What about Medicare?

  • At this point there is neither the means nor desire to roll Medicare into the Green Mountain Care single-payer insurance pool, so no changes in Medicare's plan design or participant costs are expected. The state is, however, expected to request permission to administer Medicare through the single payer system.
  • The status of Medicare supplemental insurance plans is still unknown.

What about Medicaid? VHAP? Catamount?

  • It is expected that all three of these programs will be wrapped into Green Mountain Care, starting in 2014. 
  • Due to federal ACA requirements the exchange plans will place additional costs in the form of premiums, co-pays and deductibles on many of those currently enrolled in VHAP and Catamount, totaling an estimated $14 million in 2014. The Administration and legislature intend to address this issue through the funding plan to be released in January 2013.

Is there a backup plan?

  • No.
  • By outlawing the existing private insurance market for small businesses and individuals as of January 1, 2014, Vermont has eliminated the option of staying with the existing system as the experimental new system is put in place.

Employers fund 40% of healthcare costs. This will not go away.

  • Should employers fund via premiums (defined) or taxes (variable)?

Will this bill attract and retain employment?

  • This is the million dollar question. At this point no clear answer is possible but analysis of the health benefits exchange and Act 48 indicate that employers who pay low wages may see an advantage under the new system and employers who pay middle-to-higher income wages will face a financial penalty. More information is needed about the ultimate funding plan before this question can be answered with certainty.
  • How will we fund Green Mountain Care?
  • The state’s only revenue source is taxation. Will we fund the plan via a payroll tax as proposed by the author of the study which recommended Green Mountain Care?
  • IMPORTANT - If employers & wage earners decide to leave VT, the system will collapse.
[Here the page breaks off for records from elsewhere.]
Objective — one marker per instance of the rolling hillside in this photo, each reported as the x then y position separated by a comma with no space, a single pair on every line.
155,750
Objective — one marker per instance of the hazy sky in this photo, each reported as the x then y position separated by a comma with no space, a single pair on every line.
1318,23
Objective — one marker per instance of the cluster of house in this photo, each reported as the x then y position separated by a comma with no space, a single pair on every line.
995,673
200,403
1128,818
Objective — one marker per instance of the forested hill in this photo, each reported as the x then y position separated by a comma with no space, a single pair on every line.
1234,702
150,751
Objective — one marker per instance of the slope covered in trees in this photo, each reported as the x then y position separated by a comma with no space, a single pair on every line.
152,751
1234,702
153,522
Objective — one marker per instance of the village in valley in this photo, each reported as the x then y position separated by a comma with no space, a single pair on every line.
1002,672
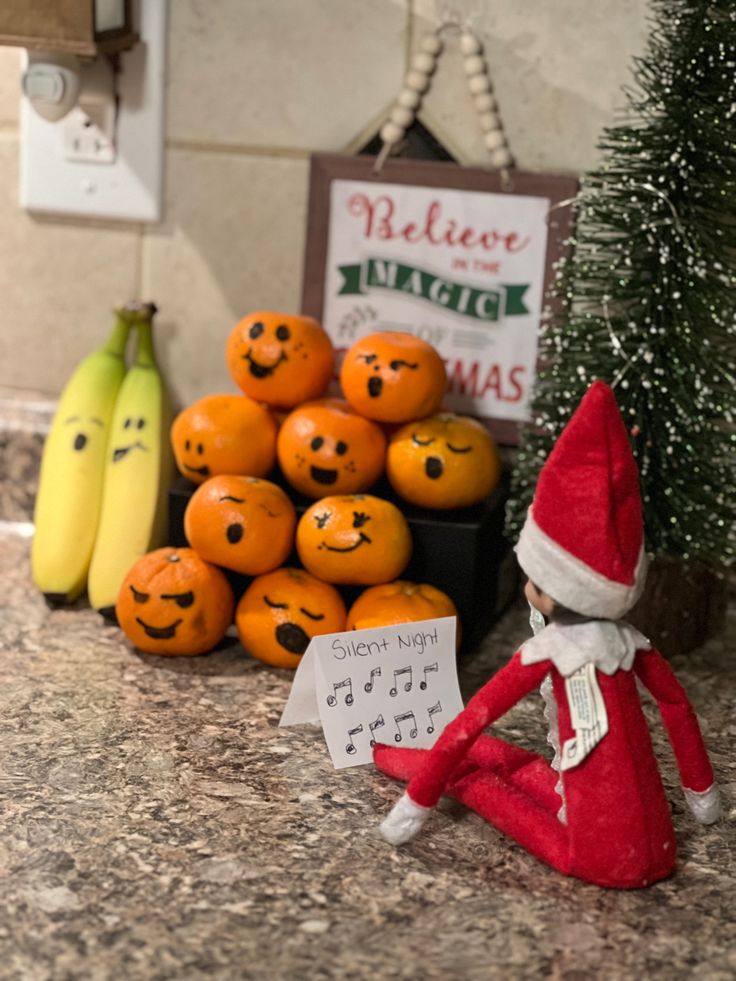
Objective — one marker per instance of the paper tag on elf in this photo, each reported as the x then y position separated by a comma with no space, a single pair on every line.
588,716
395,685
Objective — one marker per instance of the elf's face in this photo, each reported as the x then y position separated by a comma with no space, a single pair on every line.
538,599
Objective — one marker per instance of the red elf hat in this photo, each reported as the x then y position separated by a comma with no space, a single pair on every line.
583,539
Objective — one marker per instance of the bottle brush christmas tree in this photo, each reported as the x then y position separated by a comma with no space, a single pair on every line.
647,297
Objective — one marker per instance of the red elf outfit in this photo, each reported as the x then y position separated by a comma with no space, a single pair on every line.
598,811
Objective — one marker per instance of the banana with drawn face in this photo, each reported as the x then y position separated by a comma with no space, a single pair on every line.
72,470
138,472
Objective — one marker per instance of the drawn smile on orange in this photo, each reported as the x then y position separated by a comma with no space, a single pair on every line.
259,370
348,548
160,633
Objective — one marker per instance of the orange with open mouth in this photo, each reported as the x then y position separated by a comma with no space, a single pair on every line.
354,538
280,359
326,447
241,523
280,612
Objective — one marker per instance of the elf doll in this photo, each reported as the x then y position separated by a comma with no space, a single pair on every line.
598,811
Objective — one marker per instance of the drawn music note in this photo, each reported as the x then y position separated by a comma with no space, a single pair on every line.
351,747
376,724
345,683
404,717
433,710
375,673
407,685
429,667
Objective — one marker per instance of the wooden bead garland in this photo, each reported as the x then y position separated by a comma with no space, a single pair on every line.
423,64
480,88
416,84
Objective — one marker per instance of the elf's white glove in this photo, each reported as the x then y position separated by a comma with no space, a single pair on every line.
404,821
705,804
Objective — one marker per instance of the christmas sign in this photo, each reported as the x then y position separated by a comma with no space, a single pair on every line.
395,684
446,253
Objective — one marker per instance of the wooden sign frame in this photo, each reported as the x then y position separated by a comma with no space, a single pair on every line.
558,190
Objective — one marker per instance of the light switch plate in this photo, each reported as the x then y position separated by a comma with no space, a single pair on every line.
129,187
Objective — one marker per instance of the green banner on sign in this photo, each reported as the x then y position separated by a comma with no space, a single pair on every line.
470,301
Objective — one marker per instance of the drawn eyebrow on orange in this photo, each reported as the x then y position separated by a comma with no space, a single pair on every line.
312,616
276,606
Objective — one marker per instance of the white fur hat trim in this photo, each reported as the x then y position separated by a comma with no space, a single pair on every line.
572,583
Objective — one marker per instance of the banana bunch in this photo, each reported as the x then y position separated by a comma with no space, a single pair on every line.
101,499
72,468
138,470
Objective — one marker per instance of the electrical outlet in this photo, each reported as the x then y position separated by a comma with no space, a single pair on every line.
105,159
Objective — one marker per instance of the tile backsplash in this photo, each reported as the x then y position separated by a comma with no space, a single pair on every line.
254,86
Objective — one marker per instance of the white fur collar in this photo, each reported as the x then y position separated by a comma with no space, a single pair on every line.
609,644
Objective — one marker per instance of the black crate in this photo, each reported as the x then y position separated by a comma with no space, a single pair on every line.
462,552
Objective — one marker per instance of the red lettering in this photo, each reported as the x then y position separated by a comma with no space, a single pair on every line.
518,390
465,379
463,383
492,382
381,222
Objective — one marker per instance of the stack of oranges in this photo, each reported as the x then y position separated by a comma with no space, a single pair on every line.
331,450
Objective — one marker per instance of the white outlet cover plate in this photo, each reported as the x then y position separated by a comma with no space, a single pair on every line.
130,188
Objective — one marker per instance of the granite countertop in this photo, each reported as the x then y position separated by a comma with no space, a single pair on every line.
157,824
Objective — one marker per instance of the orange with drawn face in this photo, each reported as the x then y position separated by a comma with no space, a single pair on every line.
325,445
393,377
173,602
241,523
445,461
224,434
280,612
280,359
355,538
400,601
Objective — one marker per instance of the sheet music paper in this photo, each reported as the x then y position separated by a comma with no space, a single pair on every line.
395,685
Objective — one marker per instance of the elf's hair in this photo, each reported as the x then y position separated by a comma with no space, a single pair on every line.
561,614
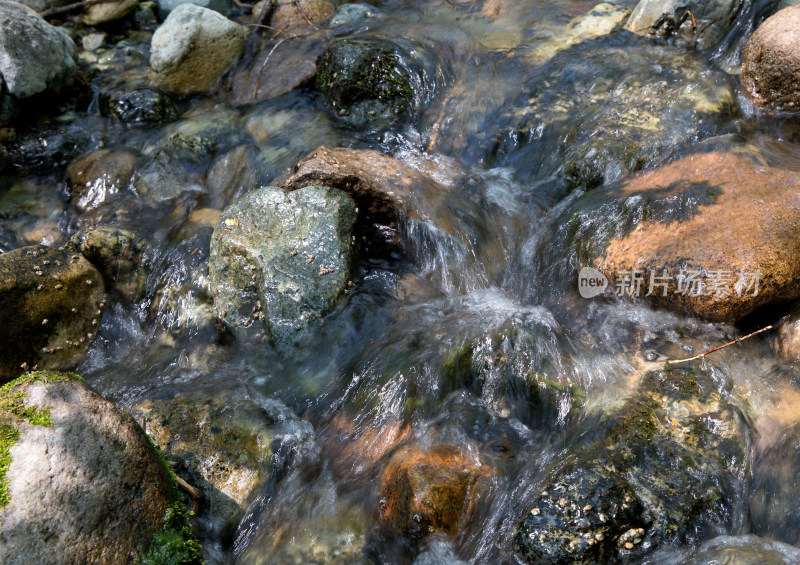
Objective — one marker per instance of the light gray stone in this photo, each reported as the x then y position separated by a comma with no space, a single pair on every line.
280,260
193,49
88,488
34,56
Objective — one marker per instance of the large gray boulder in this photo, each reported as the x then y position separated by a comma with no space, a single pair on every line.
83,484
51,301
193,49
34,56
280,260
771,65
699,25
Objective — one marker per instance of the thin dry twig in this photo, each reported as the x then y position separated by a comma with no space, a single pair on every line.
194,493
263,66
748,336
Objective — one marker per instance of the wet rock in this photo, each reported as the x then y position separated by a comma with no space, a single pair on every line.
167,6
580,518
428,490
668,467
31,213
193,48
294,17
601,20
352,13
54,145
93,41
83,483
384,188
98,176
174,163
142,106
365,77
51,303
699,26
280,260
35,57
237,172
773,503
119,256
226,445
698,268
108,11
608,107
291,64
771,64
744,550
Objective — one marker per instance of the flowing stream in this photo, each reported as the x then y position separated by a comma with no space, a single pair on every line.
475,335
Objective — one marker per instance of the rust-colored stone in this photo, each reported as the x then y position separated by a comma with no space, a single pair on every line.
426,491
750,225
"Any person who believes that they have the fundamental right to determine what is best for them in their life...what healthcare to receive, what medications to take, what immunizations to have, what food to eat, what behavior and thoughts to express.... should reject this attempt by the State of Vermont to regulate their bodies and minds. Vermont's "Healthcare Reform" is legislation about power and control based on the unconstitutional and immoral assumption that the state knows what is best for the people that it rules."

Edward Pomicter, MD
Diplomate, American Board of Anesthesiology

  • Employers pay 40% of the healthcare costs – and were never consulted.
  • An appointed board will determine benefits, coverage, funding, deductibles, co-pays, premiums, technology, provider payments, etc.
  • Under this law, you will not be allowed to purchase insurance outside of the Vermont Health Benefit Exchange.